Rather than releasing the project in one traditional album drop, LUCIID chose to unveil REELUV through four separate EP chapters. Each release carried its own title, visual identity and emotional significance, gradually revealing different pieces of the wider story.
“We wanted each release to sit a bit longer with the listener,” he explains. “We wanted this album to feel like a real LP, and each EP to be a chapter. The metaphor is about how real artists find themselves struggling with the anti-artistic demands of 2026 and all the emotions that come with it.”
Those chapters explore themes increasingly familiar to modern musicians: the pressure to remain constantly visible online, the dependency on algorithms, and the fragile relationship between popularity and artistic value.

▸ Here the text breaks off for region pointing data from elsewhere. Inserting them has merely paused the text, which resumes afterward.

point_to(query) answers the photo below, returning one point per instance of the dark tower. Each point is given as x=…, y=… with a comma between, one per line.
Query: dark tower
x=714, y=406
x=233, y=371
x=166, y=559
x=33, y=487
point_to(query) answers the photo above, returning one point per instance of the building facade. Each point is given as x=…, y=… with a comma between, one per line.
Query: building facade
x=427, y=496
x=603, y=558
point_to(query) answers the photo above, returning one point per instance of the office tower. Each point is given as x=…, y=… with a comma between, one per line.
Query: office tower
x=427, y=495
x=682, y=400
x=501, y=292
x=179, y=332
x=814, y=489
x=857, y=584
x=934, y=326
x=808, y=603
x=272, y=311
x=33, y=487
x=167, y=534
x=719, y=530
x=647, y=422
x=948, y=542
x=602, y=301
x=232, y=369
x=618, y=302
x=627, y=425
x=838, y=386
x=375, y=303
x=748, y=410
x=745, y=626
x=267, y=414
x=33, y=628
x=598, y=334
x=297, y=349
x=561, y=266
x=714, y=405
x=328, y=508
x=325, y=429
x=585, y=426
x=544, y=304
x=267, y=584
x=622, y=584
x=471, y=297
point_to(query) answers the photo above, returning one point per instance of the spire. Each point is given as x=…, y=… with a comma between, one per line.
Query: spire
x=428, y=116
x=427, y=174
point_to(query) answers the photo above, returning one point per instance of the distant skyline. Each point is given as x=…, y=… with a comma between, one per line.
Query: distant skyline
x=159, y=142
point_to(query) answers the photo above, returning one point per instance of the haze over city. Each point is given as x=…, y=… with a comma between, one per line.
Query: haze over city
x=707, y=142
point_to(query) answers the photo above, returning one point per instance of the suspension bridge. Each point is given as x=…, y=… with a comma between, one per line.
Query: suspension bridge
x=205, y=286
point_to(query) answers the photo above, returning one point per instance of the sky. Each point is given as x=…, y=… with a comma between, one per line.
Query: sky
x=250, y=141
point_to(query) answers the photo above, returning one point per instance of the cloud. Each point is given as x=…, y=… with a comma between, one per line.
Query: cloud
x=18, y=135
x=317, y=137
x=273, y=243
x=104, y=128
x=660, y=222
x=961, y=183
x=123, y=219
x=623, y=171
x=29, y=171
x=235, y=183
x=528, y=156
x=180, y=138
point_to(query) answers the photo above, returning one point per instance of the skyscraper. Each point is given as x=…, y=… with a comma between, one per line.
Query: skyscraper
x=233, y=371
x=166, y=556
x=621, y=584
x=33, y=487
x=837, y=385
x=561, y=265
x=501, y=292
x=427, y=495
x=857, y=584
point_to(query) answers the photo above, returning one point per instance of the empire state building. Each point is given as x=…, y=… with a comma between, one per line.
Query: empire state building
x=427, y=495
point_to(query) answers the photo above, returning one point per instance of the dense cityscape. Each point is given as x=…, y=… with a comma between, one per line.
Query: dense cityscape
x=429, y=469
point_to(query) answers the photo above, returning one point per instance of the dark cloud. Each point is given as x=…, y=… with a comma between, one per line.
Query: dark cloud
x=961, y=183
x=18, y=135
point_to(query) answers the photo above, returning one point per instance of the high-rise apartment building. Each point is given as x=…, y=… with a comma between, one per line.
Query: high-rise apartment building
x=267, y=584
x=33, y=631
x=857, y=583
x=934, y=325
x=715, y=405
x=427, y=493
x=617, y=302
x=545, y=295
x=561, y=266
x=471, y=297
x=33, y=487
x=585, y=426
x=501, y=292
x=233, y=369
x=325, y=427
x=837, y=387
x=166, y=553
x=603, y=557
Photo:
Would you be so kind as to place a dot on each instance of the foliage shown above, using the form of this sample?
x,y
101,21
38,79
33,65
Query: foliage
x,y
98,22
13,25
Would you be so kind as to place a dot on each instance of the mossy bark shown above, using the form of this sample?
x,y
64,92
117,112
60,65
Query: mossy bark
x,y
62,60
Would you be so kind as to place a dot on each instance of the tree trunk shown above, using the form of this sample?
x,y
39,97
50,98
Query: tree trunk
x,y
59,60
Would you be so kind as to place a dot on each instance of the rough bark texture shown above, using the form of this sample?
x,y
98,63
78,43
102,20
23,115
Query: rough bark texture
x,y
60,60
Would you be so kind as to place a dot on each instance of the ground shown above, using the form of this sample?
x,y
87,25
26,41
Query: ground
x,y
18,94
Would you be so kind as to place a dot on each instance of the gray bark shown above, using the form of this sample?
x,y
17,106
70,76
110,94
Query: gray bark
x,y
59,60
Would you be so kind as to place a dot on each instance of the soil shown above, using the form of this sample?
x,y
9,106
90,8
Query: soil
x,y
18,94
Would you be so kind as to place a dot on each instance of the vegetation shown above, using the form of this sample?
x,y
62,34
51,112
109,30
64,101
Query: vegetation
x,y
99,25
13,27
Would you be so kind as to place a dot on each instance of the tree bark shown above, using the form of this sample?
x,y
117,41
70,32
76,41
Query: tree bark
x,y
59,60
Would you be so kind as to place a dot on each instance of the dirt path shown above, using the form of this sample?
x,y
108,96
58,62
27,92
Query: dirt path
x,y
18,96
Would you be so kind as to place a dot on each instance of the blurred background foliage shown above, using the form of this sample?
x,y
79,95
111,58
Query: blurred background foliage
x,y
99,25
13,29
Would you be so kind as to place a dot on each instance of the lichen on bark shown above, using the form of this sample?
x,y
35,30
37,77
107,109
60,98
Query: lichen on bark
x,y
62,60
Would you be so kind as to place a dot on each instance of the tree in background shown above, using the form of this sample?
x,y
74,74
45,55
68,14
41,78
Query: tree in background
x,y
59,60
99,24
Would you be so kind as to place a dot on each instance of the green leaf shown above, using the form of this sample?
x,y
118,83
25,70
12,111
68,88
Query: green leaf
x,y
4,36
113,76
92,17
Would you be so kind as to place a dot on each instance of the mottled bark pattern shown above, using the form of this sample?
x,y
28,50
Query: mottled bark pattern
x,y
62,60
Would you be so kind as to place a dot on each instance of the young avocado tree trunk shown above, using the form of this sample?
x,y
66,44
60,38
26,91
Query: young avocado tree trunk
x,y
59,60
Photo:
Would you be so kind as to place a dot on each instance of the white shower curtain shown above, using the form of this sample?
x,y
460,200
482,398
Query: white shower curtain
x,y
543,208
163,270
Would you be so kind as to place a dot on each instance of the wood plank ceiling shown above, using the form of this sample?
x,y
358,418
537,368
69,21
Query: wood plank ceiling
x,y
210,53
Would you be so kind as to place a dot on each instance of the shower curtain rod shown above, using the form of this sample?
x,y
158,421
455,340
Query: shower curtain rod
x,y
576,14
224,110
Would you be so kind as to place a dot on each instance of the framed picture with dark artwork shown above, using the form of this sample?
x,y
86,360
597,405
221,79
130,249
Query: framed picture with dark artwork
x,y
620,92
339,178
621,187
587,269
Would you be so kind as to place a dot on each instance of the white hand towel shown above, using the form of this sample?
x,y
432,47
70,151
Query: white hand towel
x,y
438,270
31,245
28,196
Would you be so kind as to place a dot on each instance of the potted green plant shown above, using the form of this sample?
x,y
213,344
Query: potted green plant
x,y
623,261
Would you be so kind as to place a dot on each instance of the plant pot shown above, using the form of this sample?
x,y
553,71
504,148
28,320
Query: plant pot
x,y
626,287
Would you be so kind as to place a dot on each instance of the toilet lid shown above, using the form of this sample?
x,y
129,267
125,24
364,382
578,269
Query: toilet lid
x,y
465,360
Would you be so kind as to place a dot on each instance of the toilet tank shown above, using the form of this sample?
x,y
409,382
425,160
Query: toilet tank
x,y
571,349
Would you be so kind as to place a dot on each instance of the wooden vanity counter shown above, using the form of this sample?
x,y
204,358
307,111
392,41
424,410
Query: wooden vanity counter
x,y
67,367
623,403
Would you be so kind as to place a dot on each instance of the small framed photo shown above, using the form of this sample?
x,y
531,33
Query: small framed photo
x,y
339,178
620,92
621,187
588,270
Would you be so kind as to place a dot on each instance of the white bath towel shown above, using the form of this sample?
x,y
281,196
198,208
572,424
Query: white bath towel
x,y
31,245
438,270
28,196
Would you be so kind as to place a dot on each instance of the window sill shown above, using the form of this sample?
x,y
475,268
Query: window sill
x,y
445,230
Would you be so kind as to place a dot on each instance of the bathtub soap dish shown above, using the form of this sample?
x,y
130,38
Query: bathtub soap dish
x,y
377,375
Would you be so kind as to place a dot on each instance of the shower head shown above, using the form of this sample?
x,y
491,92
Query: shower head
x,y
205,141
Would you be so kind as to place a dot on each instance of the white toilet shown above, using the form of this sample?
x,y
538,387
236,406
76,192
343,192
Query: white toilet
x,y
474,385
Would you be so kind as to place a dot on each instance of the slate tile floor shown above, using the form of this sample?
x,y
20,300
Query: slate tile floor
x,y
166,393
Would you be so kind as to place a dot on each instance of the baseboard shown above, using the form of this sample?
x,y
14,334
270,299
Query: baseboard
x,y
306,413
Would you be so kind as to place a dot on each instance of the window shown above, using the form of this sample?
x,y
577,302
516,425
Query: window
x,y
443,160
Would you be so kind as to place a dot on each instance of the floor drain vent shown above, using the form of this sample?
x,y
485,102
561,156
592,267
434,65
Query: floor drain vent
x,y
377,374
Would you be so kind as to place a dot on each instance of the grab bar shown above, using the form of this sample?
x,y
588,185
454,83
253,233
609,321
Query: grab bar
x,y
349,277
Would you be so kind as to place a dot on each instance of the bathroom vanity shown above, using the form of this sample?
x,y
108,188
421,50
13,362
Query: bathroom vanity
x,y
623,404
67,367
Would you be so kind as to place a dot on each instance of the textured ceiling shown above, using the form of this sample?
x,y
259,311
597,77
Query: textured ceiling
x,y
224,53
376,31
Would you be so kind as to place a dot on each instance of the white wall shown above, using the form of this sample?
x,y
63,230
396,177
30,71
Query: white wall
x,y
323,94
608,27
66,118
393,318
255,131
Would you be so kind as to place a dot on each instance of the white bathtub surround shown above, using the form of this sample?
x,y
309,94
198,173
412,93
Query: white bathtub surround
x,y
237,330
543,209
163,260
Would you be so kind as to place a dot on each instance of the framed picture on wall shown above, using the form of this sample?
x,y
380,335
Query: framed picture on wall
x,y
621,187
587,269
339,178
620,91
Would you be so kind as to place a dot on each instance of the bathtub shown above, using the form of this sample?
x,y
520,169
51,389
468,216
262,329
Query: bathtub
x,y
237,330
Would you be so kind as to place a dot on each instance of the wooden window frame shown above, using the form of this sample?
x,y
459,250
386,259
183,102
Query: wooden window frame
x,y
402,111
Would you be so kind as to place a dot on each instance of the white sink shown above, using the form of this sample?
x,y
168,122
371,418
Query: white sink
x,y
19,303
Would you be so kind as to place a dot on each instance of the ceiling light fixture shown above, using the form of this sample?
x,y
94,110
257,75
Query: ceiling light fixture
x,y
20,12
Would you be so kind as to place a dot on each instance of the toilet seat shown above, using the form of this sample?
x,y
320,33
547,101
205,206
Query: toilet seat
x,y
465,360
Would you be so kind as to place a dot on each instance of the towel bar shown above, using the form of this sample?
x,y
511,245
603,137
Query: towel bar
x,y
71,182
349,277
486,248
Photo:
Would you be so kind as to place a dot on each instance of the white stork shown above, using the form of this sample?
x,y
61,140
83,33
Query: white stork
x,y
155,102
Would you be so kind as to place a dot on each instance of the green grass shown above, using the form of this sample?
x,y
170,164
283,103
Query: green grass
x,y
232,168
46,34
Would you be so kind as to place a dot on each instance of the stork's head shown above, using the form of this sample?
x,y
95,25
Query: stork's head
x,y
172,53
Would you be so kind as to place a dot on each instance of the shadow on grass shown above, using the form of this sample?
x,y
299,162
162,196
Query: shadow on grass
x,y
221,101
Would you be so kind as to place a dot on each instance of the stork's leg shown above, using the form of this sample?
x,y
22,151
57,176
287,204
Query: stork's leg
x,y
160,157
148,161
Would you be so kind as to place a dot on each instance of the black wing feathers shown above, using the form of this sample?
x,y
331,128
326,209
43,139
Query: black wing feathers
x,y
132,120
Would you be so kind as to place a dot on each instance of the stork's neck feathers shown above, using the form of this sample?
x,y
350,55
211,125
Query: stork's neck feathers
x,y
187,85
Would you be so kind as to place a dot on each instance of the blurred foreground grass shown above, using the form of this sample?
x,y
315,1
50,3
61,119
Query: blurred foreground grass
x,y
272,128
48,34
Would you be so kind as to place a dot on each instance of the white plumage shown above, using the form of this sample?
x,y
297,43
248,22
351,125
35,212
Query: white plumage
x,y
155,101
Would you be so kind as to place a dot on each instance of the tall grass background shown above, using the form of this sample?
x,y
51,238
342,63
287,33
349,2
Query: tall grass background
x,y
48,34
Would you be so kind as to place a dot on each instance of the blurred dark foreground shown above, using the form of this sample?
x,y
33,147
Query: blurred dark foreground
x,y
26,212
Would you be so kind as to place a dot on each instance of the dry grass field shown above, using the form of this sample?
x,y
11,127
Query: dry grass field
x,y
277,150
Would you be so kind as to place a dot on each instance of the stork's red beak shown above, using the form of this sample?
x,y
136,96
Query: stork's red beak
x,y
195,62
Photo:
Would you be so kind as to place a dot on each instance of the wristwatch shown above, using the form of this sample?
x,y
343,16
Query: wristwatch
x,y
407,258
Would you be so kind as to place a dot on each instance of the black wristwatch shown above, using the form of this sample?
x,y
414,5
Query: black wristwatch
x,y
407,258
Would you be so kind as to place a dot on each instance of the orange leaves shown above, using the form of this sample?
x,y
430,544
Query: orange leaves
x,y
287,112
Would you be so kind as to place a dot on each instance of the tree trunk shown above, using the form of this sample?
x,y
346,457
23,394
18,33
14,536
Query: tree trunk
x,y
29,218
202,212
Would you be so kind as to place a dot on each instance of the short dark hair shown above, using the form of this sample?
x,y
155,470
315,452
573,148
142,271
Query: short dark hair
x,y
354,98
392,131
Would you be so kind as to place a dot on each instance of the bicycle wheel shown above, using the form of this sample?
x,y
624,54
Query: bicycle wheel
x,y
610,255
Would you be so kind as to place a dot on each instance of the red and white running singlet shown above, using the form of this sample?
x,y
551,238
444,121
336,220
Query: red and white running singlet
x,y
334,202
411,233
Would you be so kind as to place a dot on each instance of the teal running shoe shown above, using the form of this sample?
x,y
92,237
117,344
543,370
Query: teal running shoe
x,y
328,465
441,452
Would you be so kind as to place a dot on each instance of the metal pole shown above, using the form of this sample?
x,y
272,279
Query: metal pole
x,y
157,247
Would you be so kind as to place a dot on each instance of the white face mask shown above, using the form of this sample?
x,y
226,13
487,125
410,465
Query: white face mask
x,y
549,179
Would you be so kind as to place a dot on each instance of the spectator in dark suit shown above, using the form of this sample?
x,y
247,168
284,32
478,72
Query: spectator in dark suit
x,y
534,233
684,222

“The obsession with being always online, living off constant attention, has become the livelihood of the industry,” says Pollock. “An artist’s career can collapse overnight if the sonics change or if platforms change their algorithms. The whole project is about finding your feet again and ultimately reaching that euphoric feeling of being genuine to yourself and to your fans.”
The concept extends beyond the music itself. Every visual, release schedule and creative decision surrounding REELUV was designed to reinforce the album’s central message: that art deserves time, depth and emotional engagement in an era increasingly dominated by short-form consumption.
“This album is not a quick hit,” says LUCIID. “It’s a collection that brings you on a journey through emotion, energy and my own personal struggles. I want people to feel an emotional connection to each song.”
Commercially, the project arrives with significant momentum already behind it. The first three REELUV EPs have amassed more than two million streams, while LUCIID now attracts over one million monthly Spotify listeners. Singles ‘Hard Truths’, ‘Pray’ and ‘Charm’ all reached the Beatport Hard Techno Top 10, demonstrating that audiences were willing to follow him beyond straightforward genre expectations.
Yet success is not the story LUCIID seems most interested in telling.
“Never sell out. It’s a short way to a shallow success,” he reflects. “That advice was given to me many years ago, and it’s a good way to think about this project.”
In many ways, REELUV feels less like a debut album and more like a reset. A reminder that behind the statistics, social media metrics and festival line-ups, electronic music still begins with an artist trying to communicate something honest.
For LUCIID, that honesty became the album itself.
“The release of Reeluv has allowed me to do all this; fall in love with music all over again.”